Locates personal identification information for removal to enable anonymous distribution of documents. Originally developped to anonymize case law.


This is implemented as a two step process. First, the SC® recognizes and annotates all family names, company names, postal addresses, e-mail addresses, phone numbers and fax numbers in the document. These items are then tagged as either 'to anonymize' (in cases where for example a name can be replaced by a single letter) or 'to exclude' from anonymization.

  • For People names, the SC® uses titles as triggers to exclude the names of attorneys, magistrates and experts from anonymization. In the current version of the SC®, first names are also excluded from anonymization.
  • Regarding Addresses, only those associated with a party to the case are qualified as 'to anonymize'.
  • Company names are automatically excluded, unless they contain a family name cited in the document as a party.
  • All phone numbers, fax numbers and e-mail addresses are qualified as 'to anonymize'.

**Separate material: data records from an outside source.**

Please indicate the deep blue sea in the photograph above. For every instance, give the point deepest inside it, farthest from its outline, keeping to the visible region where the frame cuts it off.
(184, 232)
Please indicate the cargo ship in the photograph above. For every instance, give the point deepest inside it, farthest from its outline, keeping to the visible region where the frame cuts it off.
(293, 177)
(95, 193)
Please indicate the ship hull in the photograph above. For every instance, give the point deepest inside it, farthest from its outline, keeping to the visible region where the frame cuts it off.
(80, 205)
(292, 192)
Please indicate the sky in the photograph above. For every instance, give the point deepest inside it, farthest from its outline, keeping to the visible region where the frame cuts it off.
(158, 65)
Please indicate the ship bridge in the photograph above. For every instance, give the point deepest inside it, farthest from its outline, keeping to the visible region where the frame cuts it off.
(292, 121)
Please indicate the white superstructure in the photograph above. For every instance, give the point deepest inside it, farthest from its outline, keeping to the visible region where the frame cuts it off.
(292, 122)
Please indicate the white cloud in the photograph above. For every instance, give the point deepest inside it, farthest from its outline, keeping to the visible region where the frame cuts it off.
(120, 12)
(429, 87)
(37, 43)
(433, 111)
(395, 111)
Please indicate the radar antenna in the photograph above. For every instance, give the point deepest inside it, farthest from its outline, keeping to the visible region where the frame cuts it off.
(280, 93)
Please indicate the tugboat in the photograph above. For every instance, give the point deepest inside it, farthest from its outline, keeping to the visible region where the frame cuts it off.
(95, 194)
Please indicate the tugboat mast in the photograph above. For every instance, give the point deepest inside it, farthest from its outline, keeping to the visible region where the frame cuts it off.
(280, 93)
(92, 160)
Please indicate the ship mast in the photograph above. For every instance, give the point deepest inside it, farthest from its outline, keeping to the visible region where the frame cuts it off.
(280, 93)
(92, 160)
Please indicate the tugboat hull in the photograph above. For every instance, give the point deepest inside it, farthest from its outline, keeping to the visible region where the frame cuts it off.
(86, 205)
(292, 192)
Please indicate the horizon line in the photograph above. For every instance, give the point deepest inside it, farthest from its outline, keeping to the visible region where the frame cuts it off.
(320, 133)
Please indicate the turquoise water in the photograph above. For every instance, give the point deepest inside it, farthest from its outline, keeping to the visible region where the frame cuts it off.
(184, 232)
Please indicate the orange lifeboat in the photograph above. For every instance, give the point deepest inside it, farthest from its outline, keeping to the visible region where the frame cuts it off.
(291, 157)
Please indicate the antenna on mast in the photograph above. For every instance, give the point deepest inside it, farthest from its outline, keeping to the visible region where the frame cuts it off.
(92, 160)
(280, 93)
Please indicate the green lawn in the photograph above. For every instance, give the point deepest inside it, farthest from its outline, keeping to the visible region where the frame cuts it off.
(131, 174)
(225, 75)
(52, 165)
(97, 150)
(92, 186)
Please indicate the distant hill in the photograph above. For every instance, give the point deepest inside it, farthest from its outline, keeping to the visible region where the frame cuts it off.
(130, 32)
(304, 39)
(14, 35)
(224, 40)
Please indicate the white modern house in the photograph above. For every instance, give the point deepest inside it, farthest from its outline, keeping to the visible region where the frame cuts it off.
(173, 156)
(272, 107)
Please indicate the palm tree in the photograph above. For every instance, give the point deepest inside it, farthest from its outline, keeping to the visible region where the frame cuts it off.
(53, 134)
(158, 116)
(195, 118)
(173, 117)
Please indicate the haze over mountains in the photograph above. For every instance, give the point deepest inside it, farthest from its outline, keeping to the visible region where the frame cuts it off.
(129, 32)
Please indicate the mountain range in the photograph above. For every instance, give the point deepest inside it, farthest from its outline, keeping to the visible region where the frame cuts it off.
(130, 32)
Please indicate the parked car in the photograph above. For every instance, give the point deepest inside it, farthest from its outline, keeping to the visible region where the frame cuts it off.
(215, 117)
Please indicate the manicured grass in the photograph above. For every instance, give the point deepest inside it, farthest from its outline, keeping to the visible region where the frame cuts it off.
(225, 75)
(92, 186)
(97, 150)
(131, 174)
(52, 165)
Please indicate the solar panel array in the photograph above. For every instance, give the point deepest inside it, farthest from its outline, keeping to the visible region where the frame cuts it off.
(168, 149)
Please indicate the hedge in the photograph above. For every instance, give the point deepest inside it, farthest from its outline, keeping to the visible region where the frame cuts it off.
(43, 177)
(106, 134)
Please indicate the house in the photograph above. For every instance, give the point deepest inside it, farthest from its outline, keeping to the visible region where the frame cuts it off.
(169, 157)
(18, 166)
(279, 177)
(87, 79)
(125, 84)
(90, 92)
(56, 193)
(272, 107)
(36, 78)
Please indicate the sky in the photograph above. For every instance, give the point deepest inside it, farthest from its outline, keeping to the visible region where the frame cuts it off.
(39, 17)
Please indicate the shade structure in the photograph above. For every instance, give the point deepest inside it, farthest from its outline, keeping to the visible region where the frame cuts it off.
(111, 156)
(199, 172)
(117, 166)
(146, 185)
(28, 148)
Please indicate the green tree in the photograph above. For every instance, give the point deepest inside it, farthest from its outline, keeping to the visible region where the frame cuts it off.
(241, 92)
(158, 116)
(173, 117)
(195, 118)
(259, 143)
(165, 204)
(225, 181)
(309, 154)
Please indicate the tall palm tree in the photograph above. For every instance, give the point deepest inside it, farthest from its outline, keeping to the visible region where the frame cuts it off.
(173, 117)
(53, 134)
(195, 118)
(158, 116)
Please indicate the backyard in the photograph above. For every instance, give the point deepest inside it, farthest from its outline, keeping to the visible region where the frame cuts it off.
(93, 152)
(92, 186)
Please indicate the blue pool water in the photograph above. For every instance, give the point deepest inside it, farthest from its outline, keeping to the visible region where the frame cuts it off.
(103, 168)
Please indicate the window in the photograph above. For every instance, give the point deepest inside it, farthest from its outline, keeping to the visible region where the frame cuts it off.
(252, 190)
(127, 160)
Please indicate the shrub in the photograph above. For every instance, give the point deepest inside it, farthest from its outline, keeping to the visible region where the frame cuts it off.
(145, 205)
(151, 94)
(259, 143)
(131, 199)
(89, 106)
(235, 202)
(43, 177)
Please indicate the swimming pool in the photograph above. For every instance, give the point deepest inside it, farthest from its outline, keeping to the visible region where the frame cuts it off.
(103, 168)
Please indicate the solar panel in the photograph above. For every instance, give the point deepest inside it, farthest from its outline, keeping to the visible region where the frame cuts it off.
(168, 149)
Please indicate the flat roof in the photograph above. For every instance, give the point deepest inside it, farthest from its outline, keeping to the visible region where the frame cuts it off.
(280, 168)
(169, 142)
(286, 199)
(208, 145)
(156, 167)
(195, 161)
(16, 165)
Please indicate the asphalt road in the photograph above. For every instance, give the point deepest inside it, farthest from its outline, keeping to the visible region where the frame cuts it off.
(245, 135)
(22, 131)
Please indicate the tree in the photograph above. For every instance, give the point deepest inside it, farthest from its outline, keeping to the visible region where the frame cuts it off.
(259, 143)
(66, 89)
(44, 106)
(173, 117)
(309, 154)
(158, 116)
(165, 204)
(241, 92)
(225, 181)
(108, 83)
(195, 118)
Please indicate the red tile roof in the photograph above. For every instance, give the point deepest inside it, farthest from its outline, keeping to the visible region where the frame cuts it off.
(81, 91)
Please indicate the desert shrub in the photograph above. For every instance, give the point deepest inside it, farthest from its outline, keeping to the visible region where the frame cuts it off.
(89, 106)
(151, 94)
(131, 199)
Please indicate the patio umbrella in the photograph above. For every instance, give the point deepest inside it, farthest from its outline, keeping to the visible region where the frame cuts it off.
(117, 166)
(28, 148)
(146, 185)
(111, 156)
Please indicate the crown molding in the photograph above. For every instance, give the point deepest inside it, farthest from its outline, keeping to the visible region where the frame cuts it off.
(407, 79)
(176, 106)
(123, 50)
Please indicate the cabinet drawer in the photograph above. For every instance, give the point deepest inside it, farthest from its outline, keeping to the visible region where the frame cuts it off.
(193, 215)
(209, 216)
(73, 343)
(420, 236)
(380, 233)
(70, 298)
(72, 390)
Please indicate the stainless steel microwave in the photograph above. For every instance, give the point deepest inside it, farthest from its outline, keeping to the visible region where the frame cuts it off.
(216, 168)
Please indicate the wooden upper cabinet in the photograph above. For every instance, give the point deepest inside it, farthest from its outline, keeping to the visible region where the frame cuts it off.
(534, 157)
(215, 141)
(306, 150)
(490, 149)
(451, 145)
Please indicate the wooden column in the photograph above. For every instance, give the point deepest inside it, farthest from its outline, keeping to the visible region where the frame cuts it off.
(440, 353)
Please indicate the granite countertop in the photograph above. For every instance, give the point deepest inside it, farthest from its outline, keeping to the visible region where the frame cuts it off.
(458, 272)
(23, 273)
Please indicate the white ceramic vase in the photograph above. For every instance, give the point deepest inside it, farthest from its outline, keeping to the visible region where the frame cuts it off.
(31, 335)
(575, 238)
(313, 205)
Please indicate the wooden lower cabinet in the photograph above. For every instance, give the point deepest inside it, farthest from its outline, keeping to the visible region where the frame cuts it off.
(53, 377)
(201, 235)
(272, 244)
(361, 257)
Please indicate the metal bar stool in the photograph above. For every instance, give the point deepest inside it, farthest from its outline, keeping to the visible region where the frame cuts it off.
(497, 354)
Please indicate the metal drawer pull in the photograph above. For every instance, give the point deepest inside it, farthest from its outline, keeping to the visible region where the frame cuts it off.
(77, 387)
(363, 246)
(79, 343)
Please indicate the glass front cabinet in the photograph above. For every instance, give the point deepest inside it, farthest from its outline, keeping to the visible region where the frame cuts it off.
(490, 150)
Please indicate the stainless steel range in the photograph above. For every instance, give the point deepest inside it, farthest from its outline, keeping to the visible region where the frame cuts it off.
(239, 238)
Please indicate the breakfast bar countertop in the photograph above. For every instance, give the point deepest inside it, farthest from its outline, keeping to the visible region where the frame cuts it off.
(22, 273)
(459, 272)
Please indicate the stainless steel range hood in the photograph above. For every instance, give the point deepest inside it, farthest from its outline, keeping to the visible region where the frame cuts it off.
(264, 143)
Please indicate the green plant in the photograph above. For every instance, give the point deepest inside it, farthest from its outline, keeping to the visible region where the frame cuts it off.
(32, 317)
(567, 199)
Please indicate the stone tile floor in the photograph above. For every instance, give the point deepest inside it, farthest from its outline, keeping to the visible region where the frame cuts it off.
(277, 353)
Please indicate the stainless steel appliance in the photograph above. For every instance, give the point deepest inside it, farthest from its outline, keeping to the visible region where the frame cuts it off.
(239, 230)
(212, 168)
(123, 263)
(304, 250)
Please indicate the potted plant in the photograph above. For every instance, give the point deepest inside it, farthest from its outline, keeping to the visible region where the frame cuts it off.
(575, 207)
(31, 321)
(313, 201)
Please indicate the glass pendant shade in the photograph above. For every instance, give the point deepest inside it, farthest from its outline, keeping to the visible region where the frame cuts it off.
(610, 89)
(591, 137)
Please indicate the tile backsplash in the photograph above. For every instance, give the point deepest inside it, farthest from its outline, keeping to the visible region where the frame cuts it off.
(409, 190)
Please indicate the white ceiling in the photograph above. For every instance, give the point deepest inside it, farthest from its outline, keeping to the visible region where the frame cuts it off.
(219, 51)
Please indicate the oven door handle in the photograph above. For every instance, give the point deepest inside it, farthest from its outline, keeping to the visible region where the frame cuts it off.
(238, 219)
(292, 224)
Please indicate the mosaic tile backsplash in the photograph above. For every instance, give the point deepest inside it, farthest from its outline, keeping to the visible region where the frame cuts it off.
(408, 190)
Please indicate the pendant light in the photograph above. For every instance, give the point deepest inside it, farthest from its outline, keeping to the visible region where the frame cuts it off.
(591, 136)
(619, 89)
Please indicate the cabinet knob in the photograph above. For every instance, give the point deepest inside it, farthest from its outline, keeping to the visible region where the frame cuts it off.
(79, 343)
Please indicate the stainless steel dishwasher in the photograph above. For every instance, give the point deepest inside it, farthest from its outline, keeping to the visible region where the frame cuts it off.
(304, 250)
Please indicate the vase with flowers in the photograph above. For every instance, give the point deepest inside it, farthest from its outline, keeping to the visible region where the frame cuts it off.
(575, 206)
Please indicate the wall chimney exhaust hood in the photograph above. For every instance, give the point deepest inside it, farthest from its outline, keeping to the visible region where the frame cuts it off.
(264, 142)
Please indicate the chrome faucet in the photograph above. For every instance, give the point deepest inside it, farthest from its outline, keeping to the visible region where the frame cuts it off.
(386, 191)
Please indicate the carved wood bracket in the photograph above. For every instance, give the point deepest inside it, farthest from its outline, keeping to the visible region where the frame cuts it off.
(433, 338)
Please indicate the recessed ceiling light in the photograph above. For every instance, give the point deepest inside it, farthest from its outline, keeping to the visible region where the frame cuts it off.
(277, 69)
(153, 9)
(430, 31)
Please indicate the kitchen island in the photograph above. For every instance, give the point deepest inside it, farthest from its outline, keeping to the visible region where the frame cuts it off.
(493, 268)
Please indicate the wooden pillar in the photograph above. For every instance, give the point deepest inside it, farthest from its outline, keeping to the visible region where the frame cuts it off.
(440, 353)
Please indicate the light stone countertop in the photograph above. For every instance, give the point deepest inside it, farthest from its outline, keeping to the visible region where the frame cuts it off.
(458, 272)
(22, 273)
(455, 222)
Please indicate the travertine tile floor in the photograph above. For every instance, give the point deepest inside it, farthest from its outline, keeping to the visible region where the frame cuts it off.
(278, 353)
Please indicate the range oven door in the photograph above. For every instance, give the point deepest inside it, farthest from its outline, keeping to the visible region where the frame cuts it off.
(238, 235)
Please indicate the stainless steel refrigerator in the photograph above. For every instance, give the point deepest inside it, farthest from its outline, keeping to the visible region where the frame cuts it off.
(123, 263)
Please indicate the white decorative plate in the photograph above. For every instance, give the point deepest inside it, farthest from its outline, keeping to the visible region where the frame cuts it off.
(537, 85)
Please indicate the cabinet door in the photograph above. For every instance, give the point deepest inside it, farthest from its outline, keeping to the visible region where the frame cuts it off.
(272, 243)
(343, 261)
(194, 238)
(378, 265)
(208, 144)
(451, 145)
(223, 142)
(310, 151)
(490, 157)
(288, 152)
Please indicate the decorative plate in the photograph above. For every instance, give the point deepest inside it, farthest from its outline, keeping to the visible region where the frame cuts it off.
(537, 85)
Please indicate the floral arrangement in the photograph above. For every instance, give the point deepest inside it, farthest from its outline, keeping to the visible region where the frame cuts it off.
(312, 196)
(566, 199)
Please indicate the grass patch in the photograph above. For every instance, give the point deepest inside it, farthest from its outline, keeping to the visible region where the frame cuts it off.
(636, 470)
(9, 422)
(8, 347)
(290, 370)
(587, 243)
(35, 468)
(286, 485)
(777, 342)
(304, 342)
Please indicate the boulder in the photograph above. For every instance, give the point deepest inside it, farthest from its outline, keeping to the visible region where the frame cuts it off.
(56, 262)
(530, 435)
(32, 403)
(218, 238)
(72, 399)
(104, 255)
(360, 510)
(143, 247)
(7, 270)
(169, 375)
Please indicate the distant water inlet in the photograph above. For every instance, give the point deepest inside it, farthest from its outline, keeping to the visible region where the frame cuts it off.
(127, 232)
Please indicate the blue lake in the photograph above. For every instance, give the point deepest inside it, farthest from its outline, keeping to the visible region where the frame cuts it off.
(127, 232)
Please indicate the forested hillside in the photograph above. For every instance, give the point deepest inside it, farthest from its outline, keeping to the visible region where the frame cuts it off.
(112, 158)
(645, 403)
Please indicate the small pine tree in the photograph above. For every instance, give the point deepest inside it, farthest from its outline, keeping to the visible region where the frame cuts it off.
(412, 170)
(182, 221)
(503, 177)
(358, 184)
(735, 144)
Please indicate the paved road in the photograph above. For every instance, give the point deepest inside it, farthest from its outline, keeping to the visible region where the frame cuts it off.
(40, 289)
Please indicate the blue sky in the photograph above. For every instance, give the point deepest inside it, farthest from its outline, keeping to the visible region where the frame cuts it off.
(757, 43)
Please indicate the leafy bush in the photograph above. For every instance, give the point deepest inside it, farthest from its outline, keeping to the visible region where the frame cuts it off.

The SC® provides two annotation procedures. The first (Anonymization) extracts all the entities and tags them as 'to anonymize' or 'to exclude'; the second (AnoSansExclu) only extracts the 'to anonymize' entities.

Typical Applications

The original use case for which this SC® was developped is the anonymization of legal decisions for online publication in confirmity with national regulations. It may also be adapted for anonymization of any large-scale corpus containing personal information (for example, in Healthcare-related applications).

Skill cartridge
Language(s): FR
Compatibility: Luxid® 6.0
Posting date: January 2013
Version: 2.2
Business model: Project